The avenue had a deadly reputation back in the late 19th Century and early 20th Century.
New York City is also known as the city that never sleeps. It’s a well-known metropolitan hub that is its own living organism – always changing, always evolving.
Like any big city, New York never stays the same. The New York that we know today is a far cry from the New York of a hundred or even two hundred years ago.
To give us some insight into just how much the city has grown, the Smithsonian Channel has a series known as Searching for Secrets, in which one of their episodes focuses on the reason why Tenth Avenue in Manhattan had a particular nickname back in the day.
Tenth Avenue was once known as “Death Avenue” in the late 19th Century and early 20th Century – primarily because of the many trains that would run through the center of town.
As explained in the video, “A freight train in the middle of Manhattan? With cowboys riding ahead of it to warn away pedestrians? It’s true–but you have to go all the way back to 1846 for the origins of this ‘Only in New York’ story.”

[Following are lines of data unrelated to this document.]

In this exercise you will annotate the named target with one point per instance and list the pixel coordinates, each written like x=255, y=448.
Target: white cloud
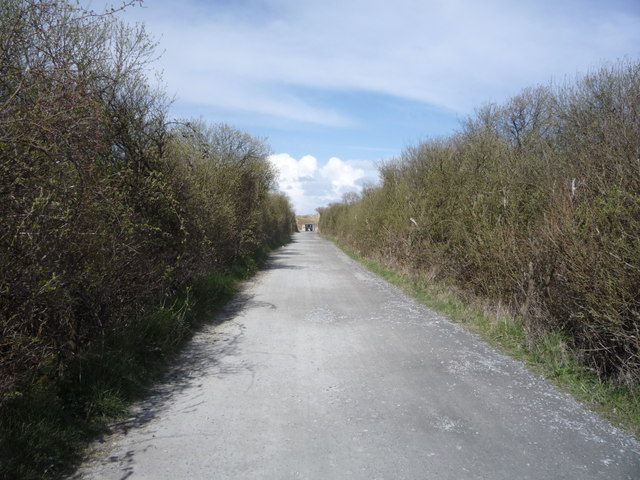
x=309, y=186
x=261, y=56
x=343, y=177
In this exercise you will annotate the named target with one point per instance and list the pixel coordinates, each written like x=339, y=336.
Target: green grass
x=547, y=355
x=45, y=429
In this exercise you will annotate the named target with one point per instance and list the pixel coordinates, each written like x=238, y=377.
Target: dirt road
x=323, y=371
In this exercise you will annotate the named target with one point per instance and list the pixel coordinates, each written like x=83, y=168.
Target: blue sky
x=336, y=86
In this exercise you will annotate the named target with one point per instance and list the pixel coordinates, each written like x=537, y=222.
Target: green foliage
x=534, y=204
x=119, y=228
x=549, y=354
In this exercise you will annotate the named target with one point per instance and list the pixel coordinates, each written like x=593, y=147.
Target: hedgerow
x=110, y=211
x=534, y=204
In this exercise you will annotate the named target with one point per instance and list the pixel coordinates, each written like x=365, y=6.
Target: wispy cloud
x=247, y=55
x=310, y=186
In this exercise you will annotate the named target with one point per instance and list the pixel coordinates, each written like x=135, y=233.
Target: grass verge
x=547, y=355
x=45, y=429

This was due to the fact that a train line at the far west end of the city was founded in order to better serve the city’s meatpacking factories. It was a different time and place, so there were not the train regulations and standards that would be in place today. As a result, many of these trains were responsible for pedestrian deaths and other accidents.
To try to stem the flow of accidents, the city’s officials hired cowboys from the American West in order to act as directors for traffic. However, this solution was short-lived and eventually, the trains were rerouted in 1933 to overhead tracks. Even those eventually went out of commission as well and were later turned into The High Line elevated park.